Just as Cardinal Campeggio approaches, Pope Paul III's chair is pushed in two times, and the servant departs in different directions.
Scene involving a sniper using a spring-loaded flintlock rifle, which wasn't available until the mid 17th century in England (over a hundred years from the point in the scene). The whole concept of sniping requires a reasonably accurate shot, which the muskets of the 16th century were not (i.e. needed the firer to prime the pan and light it, making fine aim an impossibility).
The episode covers the wedding of Henry and Anne Boleyn and her coronation in 1533. An aerial view of the current St.

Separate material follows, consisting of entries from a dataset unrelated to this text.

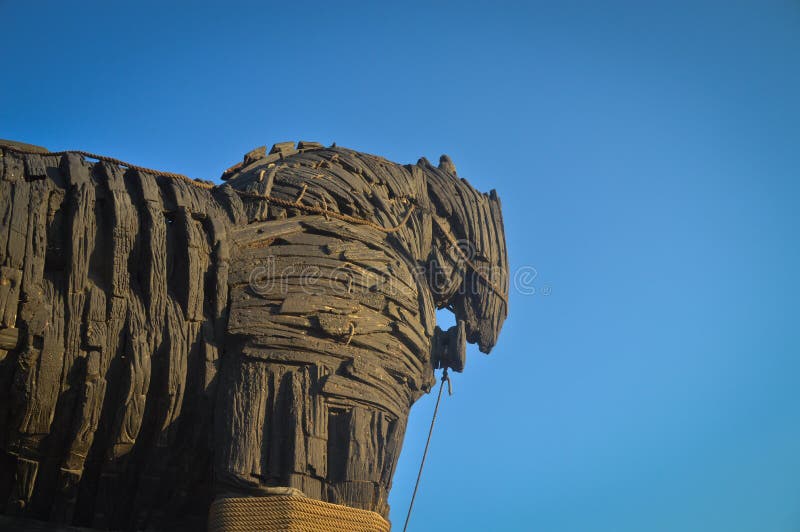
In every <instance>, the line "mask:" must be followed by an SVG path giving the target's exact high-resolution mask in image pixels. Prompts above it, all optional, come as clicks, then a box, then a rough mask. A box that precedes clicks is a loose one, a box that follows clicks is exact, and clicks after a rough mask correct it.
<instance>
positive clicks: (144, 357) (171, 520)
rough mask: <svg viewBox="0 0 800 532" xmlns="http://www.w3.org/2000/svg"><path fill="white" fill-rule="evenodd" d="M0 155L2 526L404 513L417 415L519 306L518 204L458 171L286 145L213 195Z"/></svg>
mask: <svg viewBox="0 0 800 532" xmlns="http://www.w3.org/2000/svg"><path fill="white" fill-rule="evenodd" d="M0 150H2V160H0V360H1V361H0V448H1V449H2V451H3V453H2V458H0V501H5V502H0V504H4V506H0V513H4V514H5V515H6V517H2V519H8V518H9V517H8V516H17V517H18V518H25V519H38V520H43V521H50V522H54V523H61V524H67V525H68V524H73V525H79V526H84V527H92V528H96V529H109V528H111V529H152V530H162V529H163V530H173V529H197V528H202V527H203V526H205V523H206V519H207V515H208V509H209V505H210V504H211V503H212V501H214V500H215V499H216V500H218V501H219V500H224V499H226V498H238V497H266V496H270V495H275V494H276V493H278V494H283V495H286V494H289V495H294V496H297V495H304V496H305V497H307V498H309V499H313V500H317V501H325V502H327V503H333V504H336V505H343V506H345V507H350V508H359V509H363V510H368V511H371V512H376V513H377V514H379V515H381V516H383V517H386V516H387V515H388V512H389V507H388V504H387V497H388V493H389V490H390V487H391V480H392V476H393V473H394V468H395V466H396V463H397V459H398V456H399V453H400V448H401V445H402V440H403V435H404V431H405V425H406V421H407V418H408V413H409V410H410V407H411V405H412V404H413V403H414V402H415V401H416V399H418V398H419V397H420V396H421V395H422V394H423V393H426V392H428V391H429V390H430V389H431V387H432V385H433V383H434V376H433V371H434V369H435V368H437V367H445V368H447V367H449V368H452V369H454V370H457V371H460V370H461V369H463V365H464V348H465V343H466V342H471V343H477V344H478V345H479V347H480V349H481V350H482V351H484V352H486V353H488V352H489V350H490V349H491V348H492V346H493V345H494V344H495V343H496V341H497V337H498V334H499V332H500V328H501V326H502V323H503V321H504V319H505V317H506V314H507V294H508V262H507V257H506V249H505V238H504V234H503V223H502V216H501V212H500V202H499V199H498V198H497V196H496V194H495V193H494V191H492V193H490V194H489V195H486V194H482V193H479V192H477V191H475V190H474V189H473V188H472V187H471V186H470V185H469V184H468V183H467V182H466V181H464V180H462V179H459V178H458V177H457V176H456V170H455V167H454V165H453V164H452V162H451V161H450V160H449V158H447V157H446V156H443V157H442V159H441V161H440V164H439V165H438V166H433V165H431V164H429V163H428V162H427V161H426V160H424V159H422V160H420V161H419V162H418V163H417V164H416V165H405V166H401V165H398V164H395V163H391V162H389V161H387V160H385V159H382V158H380V157H376V156H372V155H367V154H363V153H359V152H355V151H352V150H347V149H343V148H338V147H330V148H325V147H323V146H321V145H319V144H316V143H308V142H301V143H299V144H298V145H297V146H295V145H294V143H281V144H276V145H275V146H273V148H272V149H271V150H270V152H269V153H267V152H266V150H265V149H264V148H261V149H257V150H254V151H252V152H250V153H248V154H247V155H246V156H245V158H244V161H243V162H242V163H240V164H238V165H236V166H234V167H232V168H231V169H229V170H228V171H226V172H225V174H223V176H222V179H223V180H224V181H225V182H224V184H223V185H220V186H214V185H213V184H211V183H207V182H200V181H191V180H189V179H187V178H185V177H183V176H179V175H175V174H167V173H161V172H155V171H152V170H147V169H143V168H139V167H136V166H132V165H128V164H126V163H122V162H121V161H117V160H114V159H109V158H105V157H100V156H95V155H93V154H86V153H83V152H63V153H50V152H47V151H46V150H42V149H35V148H34V147H30V146H21V145H19V144H16V143H15V144H5V145H3V144H2V143H0ZM87 159H97V160H98V162H96V163H91V162H88V161H87ZM437 308H449V309H451V310H452V311H453V312H454V313H455V315H456V318H457V323H458V324H457V325H456V326H455V327H453V328H452V329H451V330H449V331H442V330H441V329H439V328H438V327H436V324H435V321H436V320H435V310H436V309H437ZM20 522H21V521H20Z"/></svg>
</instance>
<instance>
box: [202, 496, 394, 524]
mask: <svg viewBox="0 0 800 532" xmlns="http://www.w3.org/2000/svg"><path fill="white" fill-rule="evenodd" d="M389 529H390V524H389V522H388V521H387V520H386V519H384V518H383V517H381V516H380V514H378V513H376V512H372V511H369V510H361V509H359V508H351V507H349V506H344V505H341V504H332V503H329V502H323V501H318V500H315V499H310V498H306V497H297V496H286V495H276V496H267V497H230V498H220V499H217V500H215V501H214V502H213V503H211V508H210V510H209V518H208V530H209V532H250V531H253V530H258V531H265V532H273V531H274V532H278V531H285V530H295V531H305V532H389Z"/></svg>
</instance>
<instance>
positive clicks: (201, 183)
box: [0, 146, 215, 190]
mask: <svg viewBox="0 0 800 532" xmlns="http://www.w3.org/2000/svg"><path fill="white" fill-rule="evenodd" d="M0 148H2V149H4V150H8V151H12V152H14V153H20V154H23V155H42V156H45V157H46V156H51V155H52V156H54V157H58V156H60V155H68V154H70V153H74V154H76V155H81V156H83V157H88V158H90V159H97V160H98V161H104V162H107V163H111V164H116V165H117V166H125V167H126V168H129V169H131V170H139V171H140V172H146V173H148V174H154V175H163V176H164V177H171V178H172V179H178V180H181V181H186V182H187V183H189V184H192V185H194V186H196V187H200V188H205V189H207V190H208V189H212V188H214V186H215V185H211V184H209V183H201V182H200V181H195V180H194V179H192V178H190V177H186V176H185V175H183V174H175V173H172V172H162V171H160V170H153V169H152V168H145V167H143V166H136V165H135V164H131V163H126V162H125V161H121V160H119V159H115V158H114V157H106V156H105V155H98V154H96V153H92V152H88V151H82V150H65V151H49V152H46V153H39V152H34V151H30V150H22V149H20V148H14V147H12V146H0Z"/></svg>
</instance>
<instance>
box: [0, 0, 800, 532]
mask: <svg viewBox="0 0 800 532" xmlns="http://www.w3.org/2000/svg"><path fill="white" fill-rule="evenodd" d="M134 4H135V5H136V6H137V7H135V8H134V7H131V6H132V5H134ZM169 4H170V5H169V6H167V2H131V3H129V5H127V6H122V3H121V2H107V1H103V2H100V1H93V2H88V1H87V2H56V1H52V2H39V1H25V2H20V1H10V0H5V1H3V0H0V19H2V28H3V29H2V31H0V50H2V66H0V76H2V78H1V80H0V81H1V82H0V96H2V106H0V137H4V138H13V139H17V140H23V141H27V142H31V143H35V144H41V145H44V146H46V147H48V148H50V149H67V148H74V149H86V150H91V151H95V152H100V153H103V154H108V155H112V156H116V157H119V158H121V159H126V160H130V161H132V162H135V163H137V164H140V165H145V166H151V167H156V168H162V169H167V170H172V171H176V172H182V173H186V174H189V175H191V176H194V177H203V178H211V179H213V178H215V177H216V176H218V175H219V174H220V172H221V171H222V170H223V169H225V168H227V167H228V166H230V165H231V164H233V163H235V162H237V161H239V160H240V159H241V156H242V154H243V153H245V152H246V151H248V150H249V149H251V148H253V147H255V146H258V145H261V144H271V143H273V142H278V141H284V140H297V139H306V140H315V141H321V142H324V143H330V142H333V141H336V142H337V143H338V144H339V145H343V146H347V147H351V148H355V149H359V150H362V151H367V152H371V153H377V154H381V155H384V156H387V157H389V158H390V159H393V160H395V161H398V162H415V161H416V160H417V158H418V157H419V156H422V155H425V156H427V157H428V158H429V159H431V160H435V158H437V157H438V156H439V155H440V154H441V153H447V154H449V155H450V156H451V157H452V158H453V160H454V161H455V163H456V165H457V167H458V169H459V173H460V174H461V175H462V176H463V177H466V178H468V179H469V180H470V181H471V182H472V183H473V184H474V185H475V186H477V187H478V188H480V189H482V190H489V189H490V188H496V189H497V190H498V192H499V194H500V196H501V198H502V199H503V207H504V215H505V221H506V231H507V236H508V245H509V250H510V258H511V265H512V269H515V270H519V268H522V267H525V266H527V267H531V268H535V269H536V272H537V274H538V275H537V276H536V278H535V279H534V282H533V287H534V288H535V289H536V293H534V294H532V295H531V294H528V295H526V294H522V293H520V292H519V291H517V292H514V293H513V294H512V299H511V316H510V317H509V319H508V321H507V322H506V325H505V328H504V330H503V334H502V335H501V338H500V343H499V345H498V346H497V347H496V348H495V350H494V351H493V352H492V354H491V355H490V356H488V357H487V356H485V355H482V354H480V353H479V352H478V351H477V349H472V348H471V349H470V351H469V354H468V362H467V368H466V371H465V373H464V374H463V375H456V376H455V378H454V385H455V395H454V396H453V397H448V398H446V400H445V402H444V404H443V405H442V408H441V410H440V415H441V418H440V421H439V423H438V424H437V429H436V432H435V434H434V438H433V443H432V449H431V451H430V455H429V462H428V465H427V466H426V471H425V474H424V478H423V482H422V486H421V488H420V493H419V497H418V500H417V503H416V507H415V515H414V517H413V520H412V525H411V527H410V529H412V530H535V531H545V532H551V531H552V532H567V531H575V532H586V531H598V532H599V531H608V532H627V531H630V532H639V531H643V530H646V531H703V532H707V531H725V532H735V531H752V532H772V531H776V532H784V531H797V530H800V323H799V321H800V308H799V307H800V303H798V302H800V288H799V286H800V283H798V274H799V273H800V246H799V244H800V241H799V239H798V229H800V214H798V213H799V212H800V208H799V207H798V205H800V180H799V179H798V177H799V176H798V171H799V170H800V2H797V1H756V0H753V1H749V2H740V1H733V2H731V1H719V2H700V1H691V2H627V3H626V2H622V3H620V2H594V1H590V2H550V3H548V4H544V3H541V4H531V5H522V4H517V3H514V4H511V3H509V4H500V3H495V2H491V3H489V2H487V3H477V2H463V3H459V4H453V5H451V6H446V5H444V4H440V5H438V6H437V7H429V6H427V5H426V4H419V5H412V4H409V3H405V2H396V3H392V4H391V5H388V4H384V3H381V2H374V3H368V4H367V3H365V4H355V3H349V2H328V3H324V4H319V5H315V4H314V2H278V3H275V4H274V5H267V4H266V3H264V4H262V3H257V2H252V3H242V2H225V3H223V2H215V3H201V2H183V3H182V5H179V4H177V3H172V2H170V3H169ZM467 4H469V7H465V6H466V5H467ZM545 294H547V295H545ZM433 400H434V397H433V396H427V397H426V398H424V399H423V400H421V401H420V402H419V403H418V405H417V406H416V407H415V408H414V411H413V413H412V417H411V421H410V424H409V428H408V432H407V434H406V443H405V447H404V450H403V454H402V457H401V460H400V465H399V467H398V471H397V475H396V477H395V483H394V489H393V491H392V496H391V503H392V506H393V509H392V519H393V521H394V522H395V525H396V526H397V528H398V529H400V528H401V527H402V522H403V518H404V517H405V511H406V508H407V504H408V501H409V498H410V495H411V490H412V485H413V481H414V478H415V475H416V468H417V466H418V463H419V459H420V456H421V452H422V445H423V443H424V439H425V435H426V431H427V424H428V422H429V420H430V414H431V412H432V408H433Z"/></svg>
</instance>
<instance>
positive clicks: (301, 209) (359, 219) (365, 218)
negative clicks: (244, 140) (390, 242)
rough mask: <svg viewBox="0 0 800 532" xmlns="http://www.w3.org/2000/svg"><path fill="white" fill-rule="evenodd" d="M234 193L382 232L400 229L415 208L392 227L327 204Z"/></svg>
mask: <svg viewBox="0 0 800 532" xmlns="http://www.w3.org/2000/svg"><path fill="white" fill-rule="evenodd" d="M236 193H237V194H239V196H241V197H243V198H251V199H257V200H263V201H268V202H270V203H274V204H275V205H280V206H282V207H286V208H288V209H300V210H301V211H306V212H311V213H314V214H321V215H323V216H330V217H331V218H336V219H337V220H342V221H344V222H350V223H354V224H357V225H366V226H368V227H372V228H373V229H377V230H378V231H381V232H383V233H395V232H397V231H399V230H400V229H402V228H403V227H404V226H405V225H406V222H408V219H409V218H410V217H411V213H412V212H414V208H415V207H414V204H413V203H412V204H411V205H409V207H408V210H407V211H406V214H405V216H403V219H402V220H401V221H400V223H399V224H397V225H395V226H394V227H384V226H382V225H378V224H376V223H375V222H373V221H372V220H367V219H366V218H358V217H356V216H350V215H348V214H341V213H338V212H335V211H331V210H329V209H328V208H327V205H326V206H325V208H322V207H319V206H317V205H306V204H304V203H295V202H293V201H289V200H285V199H282V198H276V197H273V196H267V195H261V194H254V193H252V192H242V191H240V190H237V191H236Z"/></svg>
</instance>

Peter's Basilica in Rome is shown during the episode, but the design for the current design for the building by Michelangelo did not begin until 1547. The dome was completed in 1590, and the final structure as seen wasn't completed until 1626. It is an interesting anachronism since a major part of the Protestant Reformation was fueled by the Roman Catholic Church's selling of indulgences in order to build St. Peter's, but it had not actually been built yet during this stage of the English Reformation.
Pope Paul III (Alessandro Farnese) speaks of the Jesuits (Society of Jesus), an order founded by the Basque Spaniard Ignatius de Loyola, but this was not done until Saturday the 15 August 1534 (O.S.) at Montmartre in Paris by him and his six companions, then not officially recognised by Paul III until Monday, 27 September 1540 (O.S.). Yet this is clearly set within 1533, as the Princess Elizabeth had not yet been born at the time of that scene, with Ann Boleyn still pregnant at the time - she was not delivered until Sunday the Seventh of September, 1533.
There is a citywide fireworks display that Lady Ann and her sister are watching. Fireworks were not used in large displays until the reign of Queen Elizabeth, about a hundred years later.